La gravedad del caso se magnifica al contrastar el padecimiento de los internos con el escalofriante volumen de dinero que mueve este negocio. Según datos de la investigación, el contrato para alimentar a los detenidos de Ezeiza representa un flujo financiero de alrededor de 25 millones de dólares anuales. Esta cifra millonaria, sin embargo, no se traduce en calidad sino en un sistema perverso que obliga a los reclusos a depender de la “cantina” del penal para alimentarse, donde los precios son abusivos —un kilo de cebolla a $1.700, un morrón a $4.100— y fuera del alcance de muchos. La crisis alimentaria se entrelaza con otra de salud, ya que internos con patologías crónicas como diabetes o problemas cardiovasculares no reciben las dietas especiales prescriptas, agravando su condición. Un familiar de un detenido relató a Infobae: “Esta semana, cuando le llevaron la comida a mi tío, uno de los celadores le dijo ‘Así como se la entrego tírela’”, una frase que sintetiza la absoluta desidia institucional.

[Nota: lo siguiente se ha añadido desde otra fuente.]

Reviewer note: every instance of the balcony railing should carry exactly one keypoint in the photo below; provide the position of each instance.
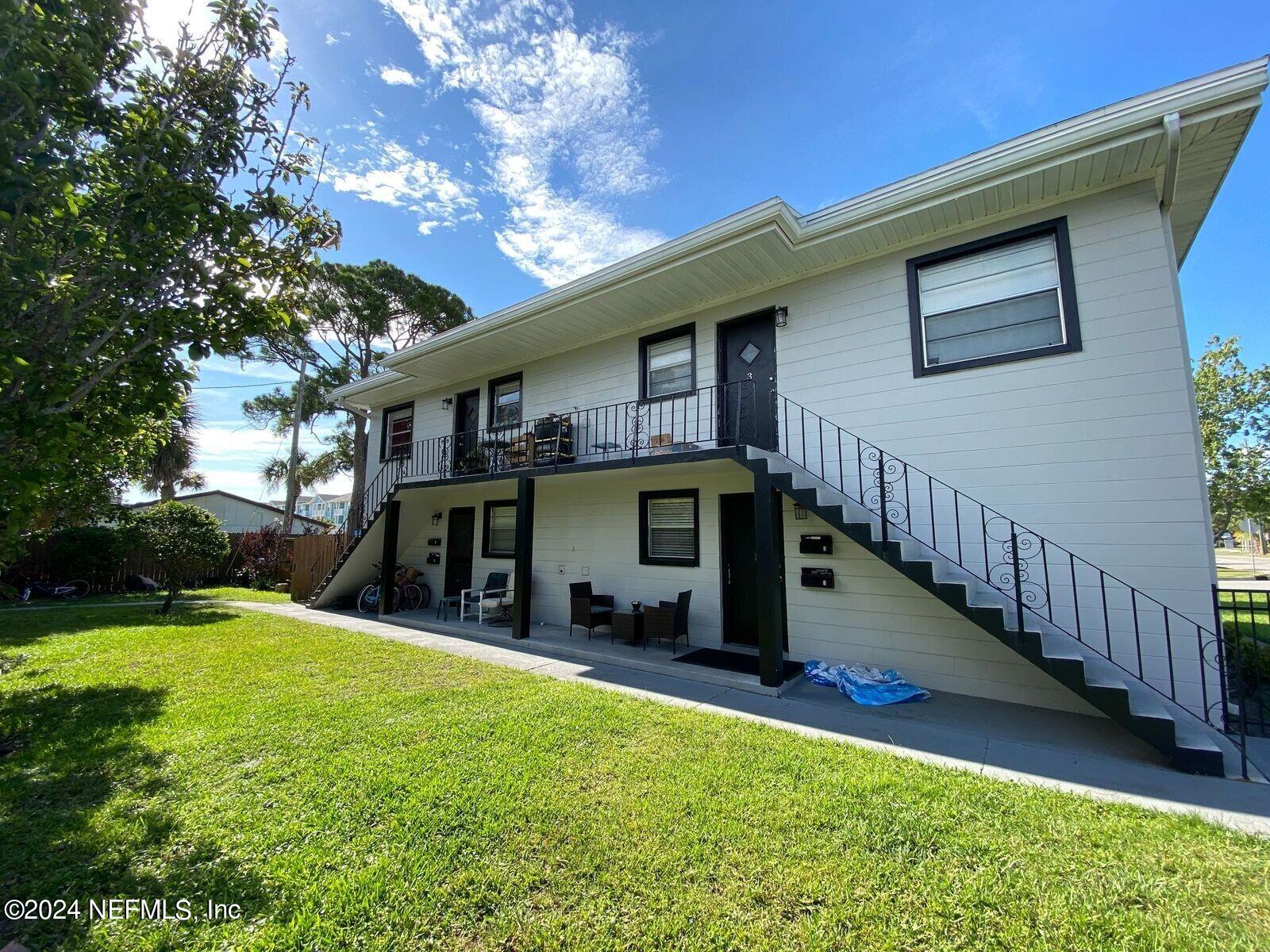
(698, 419)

El entramado de este escándalo conduce inevitablemente a interrogantes sobre los vínculos políticos y personales del principal investigado. Fernando Julián Martínez asumió la dirección del SPF en marzo de 2024, designado directamente por la entonces ministra de Seguridad, Patricia Bullrich. Su nombramiento se produjo en el marco de una reorganización gubernamental que trasladó la órbita del servicio penitenciario del Ministerio de Justicia al de Seguridad. Un dato que ha llamado poderosamente la atención de los investigadores es que el director se moviliza habitualmente en una camioneta Toyota Hilux gris, cuyo titular registral es Enrique “Quique” Antequera, un referente de la feria La Salada que se encuentra prófugo de la Justicia. Este vínculo, sumado a la sospechosa desaparición de su teléfono, complica aún más la posición del funcionario.

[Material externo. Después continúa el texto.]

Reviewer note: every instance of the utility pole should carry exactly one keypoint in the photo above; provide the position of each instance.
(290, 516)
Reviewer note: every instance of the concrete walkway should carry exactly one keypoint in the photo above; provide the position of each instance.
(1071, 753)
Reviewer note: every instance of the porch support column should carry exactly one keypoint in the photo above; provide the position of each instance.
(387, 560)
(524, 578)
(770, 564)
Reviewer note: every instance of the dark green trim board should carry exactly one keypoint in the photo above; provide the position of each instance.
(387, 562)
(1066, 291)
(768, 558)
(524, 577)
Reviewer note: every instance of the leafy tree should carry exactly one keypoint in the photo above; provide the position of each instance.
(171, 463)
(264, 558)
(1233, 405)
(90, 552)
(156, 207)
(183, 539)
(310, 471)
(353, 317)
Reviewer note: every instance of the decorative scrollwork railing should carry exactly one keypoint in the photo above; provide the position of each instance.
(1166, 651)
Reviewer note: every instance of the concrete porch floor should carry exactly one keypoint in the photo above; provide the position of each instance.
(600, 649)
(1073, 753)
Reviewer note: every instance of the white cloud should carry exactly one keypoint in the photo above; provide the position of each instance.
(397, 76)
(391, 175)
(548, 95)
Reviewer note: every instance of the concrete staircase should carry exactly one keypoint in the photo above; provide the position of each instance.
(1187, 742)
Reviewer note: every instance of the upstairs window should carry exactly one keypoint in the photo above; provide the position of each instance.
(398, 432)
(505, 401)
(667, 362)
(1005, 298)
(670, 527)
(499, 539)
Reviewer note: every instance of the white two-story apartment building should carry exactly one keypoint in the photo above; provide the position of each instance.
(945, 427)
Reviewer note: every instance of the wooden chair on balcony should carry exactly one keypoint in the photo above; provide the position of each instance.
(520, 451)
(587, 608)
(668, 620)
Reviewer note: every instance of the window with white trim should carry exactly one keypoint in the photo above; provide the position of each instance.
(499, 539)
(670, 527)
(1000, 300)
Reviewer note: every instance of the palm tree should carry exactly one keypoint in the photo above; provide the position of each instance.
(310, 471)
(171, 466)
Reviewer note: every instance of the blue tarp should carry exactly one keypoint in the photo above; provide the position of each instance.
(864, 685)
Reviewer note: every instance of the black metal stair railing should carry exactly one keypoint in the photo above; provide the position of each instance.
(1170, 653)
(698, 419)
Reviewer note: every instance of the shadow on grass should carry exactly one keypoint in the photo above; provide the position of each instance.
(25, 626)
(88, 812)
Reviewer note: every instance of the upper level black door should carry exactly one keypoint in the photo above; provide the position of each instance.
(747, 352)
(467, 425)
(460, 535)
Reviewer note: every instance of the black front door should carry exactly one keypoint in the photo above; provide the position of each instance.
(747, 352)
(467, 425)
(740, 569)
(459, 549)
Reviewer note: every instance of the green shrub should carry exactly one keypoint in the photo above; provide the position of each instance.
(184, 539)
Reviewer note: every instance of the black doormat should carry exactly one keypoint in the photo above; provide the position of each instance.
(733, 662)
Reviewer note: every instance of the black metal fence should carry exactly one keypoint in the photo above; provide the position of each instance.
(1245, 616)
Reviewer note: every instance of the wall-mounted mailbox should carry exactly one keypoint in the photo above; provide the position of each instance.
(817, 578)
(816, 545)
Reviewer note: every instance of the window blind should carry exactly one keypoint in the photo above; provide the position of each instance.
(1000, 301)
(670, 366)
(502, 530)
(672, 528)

🚨 Allanaron al director del Servicio Penitenciario Federal designado x Patricia Termidor Bullrich en marzo 2024.
— FUNDIDOS x MILEI (@FUNDIDOSxMILEI) December 29, 2025
✅ Fernándo Martínez destruyó su teléfono antes d entregárselo al juez Federico Villena.
✅permitió una “cartelización” del servicio d alimentación en la cárcel d… pic.twitter.com/yzbxK853mX
Frente a la magnitud del caso, el juez Villena ha recibido un respaldo político significativo de la actual gestión. La ministra de Seguridad, Alejandra Monteoliva, expresó su “excelente predisposición” y otorgó todo su apoyo a la investigación después de que el magistrado se comunicara con ella. Este respaldo se mantiene a pesar de que la fiscal federal Cecilia Incardona haya solicitado la nulidad del operativo del viernes, argumentando cuestiones de forma. Desde el entorno del juez, sin embargo, se responde con contundencia: “si Martínez no tiene nada que ocultar, no tiene por qué negar su teléfono a un juez, más siendo funcionario público”. Villena ha definido el objeto de su pesquisa como el desmantelamiento de “mafias enquistadas hace muchos años” en el sistema penitenciario, una descripción que sugiere que el allanamiento a la oficina del director no es un punto final, sino el comienzo de un capítulo aún más profundo en la limpieza de una estructura de corrupción arraigada.